Redaktion des St. Petersburg Chronicle, am Morgen
des 12. Juli 1865
    Sie stöhnte unter dem Gewicht der beiden in Packpapier eingeschlagenen Setzkästen, die sie beim Postamt abgeholt hatte und nun über die 3 rd Street zu ihrer Redaktion schleppte. Das Dampfschiff hatte ihr die Bestellung aus Chicago mitgebracht, ständig brauchte sie Nachschub, weil das Inventar ihres Vorgängers alt und abgenutzt war.
    Der Chronicle war ein Fass ohne Boden. Wenn sie ihre Auflage nicht bald steigern würde, musste sie ihrem Vater eingestehen, dass der Versuch gescheitert war. Was würden sich die Lästermäuler und Neider in St. Petersburg freuen, wie würden sie sich hinter vorgehaltener Hand das Maul zerreißen.
    Beckys Wangen waren rot, aber nicht nur vom Gewicht der Setzkästen und der schon unerbittlich brennenden Morgensonne. Becky war wütend. Wütend auf Tom. Auf sich selbst und auch auf Sid. Der gestrige Abend war nicht so verlaufen, wie sie es sich gewünscht hätte. Tom hatte sich unmöglich benommen. Oder etwa nicht?
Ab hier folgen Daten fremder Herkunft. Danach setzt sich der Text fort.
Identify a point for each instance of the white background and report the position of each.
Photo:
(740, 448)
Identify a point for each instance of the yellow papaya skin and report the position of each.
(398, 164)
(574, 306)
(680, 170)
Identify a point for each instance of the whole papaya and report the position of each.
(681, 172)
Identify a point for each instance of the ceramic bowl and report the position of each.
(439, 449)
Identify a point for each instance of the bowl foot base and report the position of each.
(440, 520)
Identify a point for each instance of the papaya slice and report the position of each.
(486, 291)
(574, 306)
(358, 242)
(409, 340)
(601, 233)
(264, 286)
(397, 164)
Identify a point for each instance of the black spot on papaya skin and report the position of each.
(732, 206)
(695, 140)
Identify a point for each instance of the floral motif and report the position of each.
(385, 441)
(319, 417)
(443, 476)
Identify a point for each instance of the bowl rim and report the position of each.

    Oder hatte er recht? Wie schaffte er es nur, nach gerade einmal einem Tag in St. Petersburg alle und alles durcheinanderzubringen?
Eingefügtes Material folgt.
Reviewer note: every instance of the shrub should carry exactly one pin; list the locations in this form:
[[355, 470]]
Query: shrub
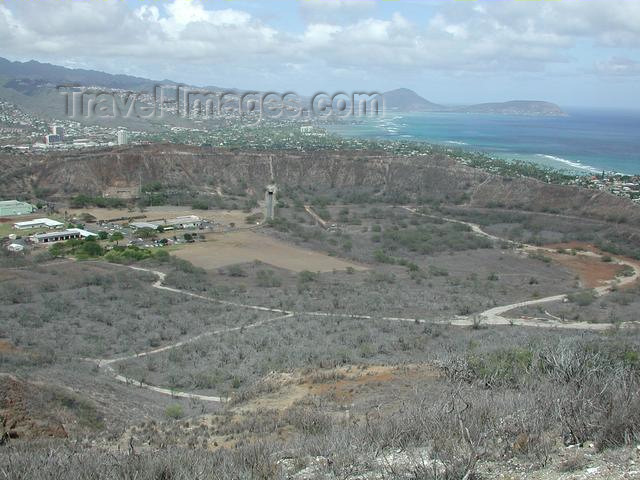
[[174, 412]]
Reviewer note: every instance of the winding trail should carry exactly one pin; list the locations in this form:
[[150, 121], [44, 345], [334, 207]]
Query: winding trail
[[494, 316]]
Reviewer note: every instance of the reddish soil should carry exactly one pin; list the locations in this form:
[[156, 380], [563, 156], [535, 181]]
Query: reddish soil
[[593, 272]]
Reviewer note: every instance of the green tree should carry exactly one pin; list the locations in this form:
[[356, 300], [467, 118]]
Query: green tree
[[116, 237]]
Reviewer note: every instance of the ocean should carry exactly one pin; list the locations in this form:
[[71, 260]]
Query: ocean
[[586, 141]]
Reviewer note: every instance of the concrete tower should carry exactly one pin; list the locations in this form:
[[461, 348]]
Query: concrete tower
[[270, 202]]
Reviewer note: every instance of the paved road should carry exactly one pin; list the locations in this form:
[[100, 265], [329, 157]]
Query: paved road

    Sie überquerte die Main Street, nickte der eleganten, aber ebenso verkniffenen Mrs Temple zu, machte einen Bogen um einen betrunkenen Veteranen, der nur noch ein Bein hatte und der im Schatten einer Ulme seinen Rausch ausschlief, und sah Willie Mufferson mit einem Aktenordner unter dem Arm und mit einer schlampig gebundenen Krawatte in das Büro des Anwalts eilen.
    Becky seufzte.
    Tat sie Tom unrecht? Waren alle nur wegen Pollys Tod durcheinander, und Tom tat das einzig Richtige, indem er das Offensichtliche nicht glauben wollte und lieber eigene Fragen stellte? Wäre das nicht auch die Haltung und Aufgabe einer Journalistin? Und wie kam es überhaupt, dass sie den Drang spürte, nett zu ihm zu sein, sobald er in ihrer Nähe war? Sie hatte sich lange ausgemalt, wie es sein würde, wenn Tom eines fernen Tages einmal wieder nach St. Petersburg zurückkommen sollte. Und sie hatte sich fest vorgenommen, nicht nett zu sein, wenn es so weit war, sondern ihn gar nicht zu beachten. Sie hatte eine verheiratete Frau sein wollen, die eine erfolgreiche Zeitung führte und die ihn einfach nicht beachtete. Und jetzt? Jetzt war sie nett.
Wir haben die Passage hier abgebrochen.